Today, the bitcoin software is open to the public, enabling programmers to gain a better understanding of how bitcoins work.
Taking into consideration the fast-paced digital economy which is on the rise, the decentralized peer to peer system allows for an efficient, reliable medium for monetary transactions. These transactions are then validated using a verification system in place.
How bitcoins work
Contradictory to traditional payment methods in use, bitcoins have no real face value. They cannot be printed as opposed to standard forms of currency.People produce bitcoins with the help of computer systems that generate bitcoins while solving complex mathematical formulas.
The more the number of bitcoins created, the harder the problem gets.
This is where the mining process comes into play. Bitcoins need to be mined while ensuring the stability and safety of the bitcoin system.

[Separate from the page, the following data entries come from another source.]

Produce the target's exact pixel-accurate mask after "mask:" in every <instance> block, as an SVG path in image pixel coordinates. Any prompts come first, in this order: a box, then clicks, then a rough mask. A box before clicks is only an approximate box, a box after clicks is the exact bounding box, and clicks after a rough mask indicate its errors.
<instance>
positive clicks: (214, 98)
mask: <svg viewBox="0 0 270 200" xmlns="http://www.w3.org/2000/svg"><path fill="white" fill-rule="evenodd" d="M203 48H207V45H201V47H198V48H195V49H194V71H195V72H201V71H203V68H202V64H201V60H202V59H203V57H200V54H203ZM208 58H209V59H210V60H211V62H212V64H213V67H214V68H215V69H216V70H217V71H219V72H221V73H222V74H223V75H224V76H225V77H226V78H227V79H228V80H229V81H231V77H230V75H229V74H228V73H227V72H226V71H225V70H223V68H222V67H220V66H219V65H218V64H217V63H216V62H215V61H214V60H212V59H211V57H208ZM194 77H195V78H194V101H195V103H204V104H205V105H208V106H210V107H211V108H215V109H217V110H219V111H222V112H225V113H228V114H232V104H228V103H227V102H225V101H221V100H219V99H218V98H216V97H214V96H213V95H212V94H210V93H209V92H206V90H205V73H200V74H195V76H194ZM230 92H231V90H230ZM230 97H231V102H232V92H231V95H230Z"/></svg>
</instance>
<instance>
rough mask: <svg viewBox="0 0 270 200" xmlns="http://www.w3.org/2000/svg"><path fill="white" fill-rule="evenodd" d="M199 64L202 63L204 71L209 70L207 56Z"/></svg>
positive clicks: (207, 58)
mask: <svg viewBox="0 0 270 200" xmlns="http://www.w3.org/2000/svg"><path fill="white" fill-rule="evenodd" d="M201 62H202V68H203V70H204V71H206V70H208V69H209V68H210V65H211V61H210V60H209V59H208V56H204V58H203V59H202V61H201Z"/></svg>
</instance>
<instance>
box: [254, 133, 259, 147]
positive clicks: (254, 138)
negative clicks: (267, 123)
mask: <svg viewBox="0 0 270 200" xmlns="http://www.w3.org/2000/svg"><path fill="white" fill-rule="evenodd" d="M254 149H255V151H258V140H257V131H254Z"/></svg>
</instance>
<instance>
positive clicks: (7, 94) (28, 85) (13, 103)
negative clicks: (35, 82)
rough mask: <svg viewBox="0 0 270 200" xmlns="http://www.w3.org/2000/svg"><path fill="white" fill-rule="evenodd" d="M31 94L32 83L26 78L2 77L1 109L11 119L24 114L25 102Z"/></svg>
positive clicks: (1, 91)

Bitcoins 101: Key Players involved
Bitcoin mining constitutes of adding transaction records to a blockchain, a public ledger which contains a list of every bitcoin ever transacted. Bitcoins nodes check the validity of new transactions using the information stored in the blockchain to distinguish and approve legit payment proceedings.
In a step by step breakdown, a bitcoin transaction goes through the following stages:
First, the validity of the transaction to be undertaken is verified. The transactions are then bundled together into a block.
The next step involves solving the Proof of Work problem.
The Proof of Work problem is the modus operandi on which the complexity and sophistication of the block formation process is measured.
Use of time-consuming, higher energy computing and processing power techniques ensure that the solution was difficult to be generated. Bitcoins mostly use the Hashcash proof of work method.
As the solution to the problem is found, a new block is added to the already existing local blockchain and is then propagated to the network.
The bitcoin miner is then rewarded for his/her efforts, in bitcoins.
It’s all about the numbers!
Bitcoin generation has reached its peak with about 16 million bitcoins already having been generated.
Nonetheless, further transactions using bitcoins would mean the usage of fractional denominations.
During the early period of its inception from 2009 to 2012, for every computation solved the bitcoin miners would receive a sum of 50 bitcoins. Over the years, this value has come down and the number of coins being mined has fallen to 12.5 bitcoins imposing a strict restriction on the number of bitcoins in circulation.
Bitcoin is a digital cryptocurrency that is still in its stages of adolescence. As more businesses learn to adapt to the changing trends, the growth of bitcoins in the years to come will definitely set the pace for cryptocurrency and its future in the ecosystem.